Grüne werfen Deutsche Bahn Blockade bei gemeinsamer Ticket-App vor
vor 55 Minuten, dts-nachrichtenagentur.de
Die Deutsche Bahn bleibt dabei: Im eigenen Navigator gibt es weiterhin keine Tickets der Konkurrenz. Das sorgt für heftigen Gegenwind – besonders aus Reihen der Grünen.
via dts Nachrichtenagentur
Für Bahnfahrende, die hoffen, in naher Zukunft ihr Ticket für jede beliebige Bahnverbindung unkompliziert in einer einzigen App zu bekommen, besteht wenig Hoffnung.
Antworten aus dem Verkehrsministerium
Wie die Antwort des Bundesverkehrsministeriums auf eine Kleine Anfrage der Grünen – berichtet in der 'Rheinischen Post' – zeigt, hält die Bahn an ihrer bisherigen Praxis fest. Zuerst stehen im DB Navigator die eigenen Angebote im Vordergrund. Andere Anbieter tauchen, so das Ministerium, höchstens dann auf, wenn sie mit der Deutschen Bahn verbunden sind oder kooperieren. Es bleibt also übersichtlich – aber eben auch ziemlich einseitig.
Kein Übergang zu DB InfraGO
Auch ein Wechsel des beliebten Navigators auf die neue, gemeinwohlorientierte Tochter DB InfraGO ist vom Tisch. Wer also auf eine Art 'Ticket-Plattform für alle' gehofft hat, wird enttäuscht.
Druck von den Grünen
Die Grünen, angeführt von Paula Piechotta, zeigen sich übrigens alles andere als begeistert. Deutlich spricht sie aus, dass die Bahn mit dieser Haltung nicht im Sinne der Fahrgäste agiere. Eine offene, für alle Bahnanbieter gültige App würde schließlich den Zugriff auf das Ticketsystem viel einfacher machen – doch die Bahn hält sich bedeckt.
Auch das Ministerium steht in der Kritik
Interessant ist auch: Selbst das Verkehrsministerium, so Piechotta, duckt sich weg und lässt zu, dass die Gewinne aus dem Ticketvertrieb schön bei DB Fernverkehr bleiben. Da kann man schon den Eindruck gewinnen, dass es bei der Bahn nicht immer gerecht zugeht, wenn es um Kosten und Gewinne auf der Schiene geht. Es menschelt halt auch in Großkonzernen.

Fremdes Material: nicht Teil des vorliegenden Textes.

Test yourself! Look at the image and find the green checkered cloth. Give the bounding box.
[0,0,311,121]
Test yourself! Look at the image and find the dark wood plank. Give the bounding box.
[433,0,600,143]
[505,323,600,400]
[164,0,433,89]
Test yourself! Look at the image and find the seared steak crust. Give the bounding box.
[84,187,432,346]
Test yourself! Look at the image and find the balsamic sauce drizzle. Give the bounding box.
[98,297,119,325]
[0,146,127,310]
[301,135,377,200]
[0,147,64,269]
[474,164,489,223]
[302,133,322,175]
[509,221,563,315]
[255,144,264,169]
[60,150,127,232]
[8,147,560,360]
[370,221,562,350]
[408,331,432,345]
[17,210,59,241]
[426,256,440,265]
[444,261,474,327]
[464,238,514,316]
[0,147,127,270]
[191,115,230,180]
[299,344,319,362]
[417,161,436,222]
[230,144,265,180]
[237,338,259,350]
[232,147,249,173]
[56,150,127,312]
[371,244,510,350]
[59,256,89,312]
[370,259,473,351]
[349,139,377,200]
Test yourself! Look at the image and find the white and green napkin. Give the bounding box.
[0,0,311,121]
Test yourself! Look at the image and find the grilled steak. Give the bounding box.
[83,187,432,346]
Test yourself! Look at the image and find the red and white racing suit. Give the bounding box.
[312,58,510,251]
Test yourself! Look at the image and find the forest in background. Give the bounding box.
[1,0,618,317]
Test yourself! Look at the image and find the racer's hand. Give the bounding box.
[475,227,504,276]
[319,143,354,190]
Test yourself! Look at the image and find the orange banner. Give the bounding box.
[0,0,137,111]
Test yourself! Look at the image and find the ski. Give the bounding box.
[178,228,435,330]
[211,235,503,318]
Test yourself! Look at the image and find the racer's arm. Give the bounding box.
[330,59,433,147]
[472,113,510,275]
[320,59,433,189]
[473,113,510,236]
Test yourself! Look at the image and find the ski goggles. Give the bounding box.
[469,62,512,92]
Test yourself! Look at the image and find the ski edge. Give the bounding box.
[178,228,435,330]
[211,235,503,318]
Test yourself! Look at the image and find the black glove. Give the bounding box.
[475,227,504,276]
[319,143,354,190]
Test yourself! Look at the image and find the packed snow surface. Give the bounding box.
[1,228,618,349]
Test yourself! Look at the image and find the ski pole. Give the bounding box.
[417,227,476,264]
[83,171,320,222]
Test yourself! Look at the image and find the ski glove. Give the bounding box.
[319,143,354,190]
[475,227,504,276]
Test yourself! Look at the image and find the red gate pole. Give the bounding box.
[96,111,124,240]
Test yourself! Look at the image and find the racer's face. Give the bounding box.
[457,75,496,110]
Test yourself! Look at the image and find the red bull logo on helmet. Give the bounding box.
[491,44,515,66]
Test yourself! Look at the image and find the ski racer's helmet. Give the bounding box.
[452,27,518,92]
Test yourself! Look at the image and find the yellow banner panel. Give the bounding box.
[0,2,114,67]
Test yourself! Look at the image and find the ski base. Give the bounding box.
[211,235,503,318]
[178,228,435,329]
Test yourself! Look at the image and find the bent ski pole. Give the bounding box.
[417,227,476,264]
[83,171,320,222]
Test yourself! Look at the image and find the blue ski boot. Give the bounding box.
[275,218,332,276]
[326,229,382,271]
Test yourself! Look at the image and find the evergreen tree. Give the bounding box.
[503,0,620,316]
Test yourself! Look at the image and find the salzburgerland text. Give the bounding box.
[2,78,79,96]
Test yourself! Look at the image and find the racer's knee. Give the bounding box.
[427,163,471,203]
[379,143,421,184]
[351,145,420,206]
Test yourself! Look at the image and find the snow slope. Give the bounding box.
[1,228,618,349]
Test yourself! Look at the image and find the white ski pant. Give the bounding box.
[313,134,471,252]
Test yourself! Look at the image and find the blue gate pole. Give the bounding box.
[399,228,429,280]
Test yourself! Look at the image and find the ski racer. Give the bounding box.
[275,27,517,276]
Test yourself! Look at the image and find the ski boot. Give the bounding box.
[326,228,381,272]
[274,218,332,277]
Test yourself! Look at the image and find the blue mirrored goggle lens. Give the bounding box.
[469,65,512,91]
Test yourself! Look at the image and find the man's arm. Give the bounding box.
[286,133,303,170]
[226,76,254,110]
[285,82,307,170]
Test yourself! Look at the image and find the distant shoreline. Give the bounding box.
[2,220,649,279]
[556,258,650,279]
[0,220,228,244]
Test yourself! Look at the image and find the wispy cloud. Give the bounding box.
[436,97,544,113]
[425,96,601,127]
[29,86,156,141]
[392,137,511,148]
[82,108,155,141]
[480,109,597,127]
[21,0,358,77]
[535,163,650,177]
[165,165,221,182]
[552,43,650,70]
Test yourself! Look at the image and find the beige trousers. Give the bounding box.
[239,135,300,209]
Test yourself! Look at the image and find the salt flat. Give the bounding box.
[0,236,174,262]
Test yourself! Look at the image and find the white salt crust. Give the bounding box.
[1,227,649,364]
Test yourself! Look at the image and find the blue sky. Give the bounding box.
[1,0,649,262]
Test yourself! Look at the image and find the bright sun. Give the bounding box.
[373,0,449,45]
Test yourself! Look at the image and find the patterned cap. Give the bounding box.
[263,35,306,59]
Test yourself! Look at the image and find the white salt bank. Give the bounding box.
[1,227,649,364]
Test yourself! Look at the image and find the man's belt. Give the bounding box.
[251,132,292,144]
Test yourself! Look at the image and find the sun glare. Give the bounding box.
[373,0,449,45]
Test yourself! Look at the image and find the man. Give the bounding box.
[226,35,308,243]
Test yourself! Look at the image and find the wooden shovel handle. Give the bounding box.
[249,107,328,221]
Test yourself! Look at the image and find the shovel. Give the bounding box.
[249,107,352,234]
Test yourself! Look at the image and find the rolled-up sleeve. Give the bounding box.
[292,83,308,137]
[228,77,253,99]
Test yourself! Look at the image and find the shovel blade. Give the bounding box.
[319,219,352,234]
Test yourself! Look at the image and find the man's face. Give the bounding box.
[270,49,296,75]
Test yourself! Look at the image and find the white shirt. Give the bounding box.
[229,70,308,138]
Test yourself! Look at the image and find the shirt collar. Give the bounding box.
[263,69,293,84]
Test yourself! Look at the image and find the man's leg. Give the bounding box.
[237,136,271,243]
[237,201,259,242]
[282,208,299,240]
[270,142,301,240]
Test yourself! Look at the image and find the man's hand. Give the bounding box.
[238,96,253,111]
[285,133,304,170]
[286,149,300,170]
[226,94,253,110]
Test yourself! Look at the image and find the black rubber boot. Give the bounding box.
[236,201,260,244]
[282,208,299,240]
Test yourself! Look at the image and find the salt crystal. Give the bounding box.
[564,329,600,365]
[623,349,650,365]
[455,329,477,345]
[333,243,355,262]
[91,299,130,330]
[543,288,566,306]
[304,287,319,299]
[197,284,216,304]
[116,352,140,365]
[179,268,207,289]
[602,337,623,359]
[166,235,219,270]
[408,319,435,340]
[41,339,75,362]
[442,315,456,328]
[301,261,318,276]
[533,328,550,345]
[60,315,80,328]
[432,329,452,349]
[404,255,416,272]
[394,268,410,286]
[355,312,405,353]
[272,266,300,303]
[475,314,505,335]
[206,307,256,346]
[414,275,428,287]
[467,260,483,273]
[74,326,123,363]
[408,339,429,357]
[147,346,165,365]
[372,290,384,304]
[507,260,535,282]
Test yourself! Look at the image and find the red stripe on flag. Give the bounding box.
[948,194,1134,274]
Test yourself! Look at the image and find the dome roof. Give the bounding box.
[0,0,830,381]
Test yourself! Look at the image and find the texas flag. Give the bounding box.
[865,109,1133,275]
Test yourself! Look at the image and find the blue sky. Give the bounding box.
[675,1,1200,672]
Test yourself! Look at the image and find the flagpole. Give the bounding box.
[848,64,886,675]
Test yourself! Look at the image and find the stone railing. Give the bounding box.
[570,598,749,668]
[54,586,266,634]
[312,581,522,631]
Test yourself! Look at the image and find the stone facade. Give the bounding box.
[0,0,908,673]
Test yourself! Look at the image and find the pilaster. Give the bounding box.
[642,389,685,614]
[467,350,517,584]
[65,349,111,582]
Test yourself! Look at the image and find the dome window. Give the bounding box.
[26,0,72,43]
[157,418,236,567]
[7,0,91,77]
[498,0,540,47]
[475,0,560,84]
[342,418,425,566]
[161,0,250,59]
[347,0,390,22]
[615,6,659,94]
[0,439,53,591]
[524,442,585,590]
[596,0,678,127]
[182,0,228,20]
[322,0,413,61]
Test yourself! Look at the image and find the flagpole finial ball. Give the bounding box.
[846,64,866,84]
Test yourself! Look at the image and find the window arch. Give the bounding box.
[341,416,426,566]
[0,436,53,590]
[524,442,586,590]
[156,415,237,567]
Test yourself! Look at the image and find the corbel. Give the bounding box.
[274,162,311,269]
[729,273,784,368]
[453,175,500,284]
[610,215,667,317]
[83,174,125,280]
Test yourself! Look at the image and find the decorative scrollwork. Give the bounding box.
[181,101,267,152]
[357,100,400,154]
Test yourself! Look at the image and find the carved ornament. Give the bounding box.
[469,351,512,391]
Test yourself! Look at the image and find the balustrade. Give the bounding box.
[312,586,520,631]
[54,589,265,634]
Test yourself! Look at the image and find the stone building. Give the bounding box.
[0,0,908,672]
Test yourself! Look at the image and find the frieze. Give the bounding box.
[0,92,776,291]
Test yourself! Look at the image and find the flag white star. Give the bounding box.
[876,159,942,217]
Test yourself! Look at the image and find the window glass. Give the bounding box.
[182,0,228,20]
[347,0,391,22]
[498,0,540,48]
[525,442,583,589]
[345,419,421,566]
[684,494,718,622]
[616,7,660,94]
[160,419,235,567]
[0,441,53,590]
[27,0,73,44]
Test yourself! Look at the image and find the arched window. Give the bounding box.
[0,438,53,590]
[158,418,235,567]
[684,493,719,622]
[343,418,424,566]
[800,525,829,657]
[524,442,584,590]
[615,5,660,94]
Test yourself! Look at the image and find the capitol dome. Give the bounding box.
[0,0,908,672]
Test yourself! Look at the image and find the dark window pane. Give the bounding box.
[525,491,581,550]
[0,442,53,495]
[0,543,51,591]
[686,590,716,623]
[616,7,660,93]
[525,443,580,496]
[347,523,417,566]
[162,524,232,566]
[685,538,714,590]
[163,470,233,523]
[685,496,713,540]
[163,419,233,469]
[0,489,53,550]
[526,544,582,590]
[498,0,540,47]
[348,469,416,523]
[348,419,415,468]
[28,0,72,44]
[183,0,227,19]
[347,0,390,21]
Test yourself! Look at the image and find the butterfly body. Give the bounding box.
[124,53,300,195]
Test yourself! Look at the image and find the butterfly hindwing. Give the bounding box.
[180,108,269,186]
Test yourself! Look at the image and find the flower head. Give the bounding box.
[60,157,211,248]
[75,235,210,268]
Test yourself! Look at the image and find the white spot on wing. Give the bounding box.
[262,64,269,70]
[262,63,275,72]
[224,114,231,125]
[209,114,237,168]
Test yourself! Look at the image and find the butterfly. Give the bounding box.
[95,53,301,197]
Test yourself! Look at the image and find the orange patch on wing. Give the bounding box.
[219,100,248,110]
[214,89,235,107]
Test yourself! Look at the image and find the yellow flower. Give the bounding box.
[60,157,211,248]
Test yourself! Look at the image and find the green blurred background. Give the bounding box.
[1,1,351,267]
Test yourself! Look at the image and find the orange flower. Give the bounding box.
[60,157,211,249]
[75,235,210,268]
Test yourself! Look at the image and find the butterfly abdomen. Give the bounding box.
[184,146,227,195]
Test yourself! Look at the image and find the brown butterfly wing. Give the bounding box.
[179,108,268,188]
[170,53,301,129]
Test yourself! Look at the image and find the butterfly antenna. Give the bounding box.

Bahn plant Verbesserungen – aber wo bleiben die Ergebnisse?
Noch so ein Punkt, der mir auffiel: Die Bahn kündigt an, die Kommunikation mit den Fahrgästen weiter zu verbessern. Bis Ende des Jahres wolle man in über 90 Prozent der Fälle frühzeitig über Haltausfälle informieren.
Was das im Alltag bringt, bleibt abzuwarten.
Aktuelle Zahlen, wie schlecht es derzeit läuft, rückt das Ministerium jedenfalls nicht raus. Ach ja: Einen KI-Chat zur Hilfe auf der Homepage soll es auch bald geben.
Man darf gespannt sein, wie menschlich sich das dann anfühlt.
Die Deutsche Bahn will im DB Navigator keine Angebote anderer Bahnbetreiber aufnehmen, wie aus Regierungsantworten hervorgeht. Die Grünen, insbesondere Paula Piechotta, kritisieren diese Haltung scharf und werfen der Bahn sowie dem Verkehrsministerium mangelndes Engagement für Kundeninteressen und Gerechtigkeit bei Gewinnverteilung vor. Zwar verspricht die Bahn bessere Kommunikation und neue digitale Angebote, doch konkrete Verbesserungen im Alltag sind noch nicht sichtbar.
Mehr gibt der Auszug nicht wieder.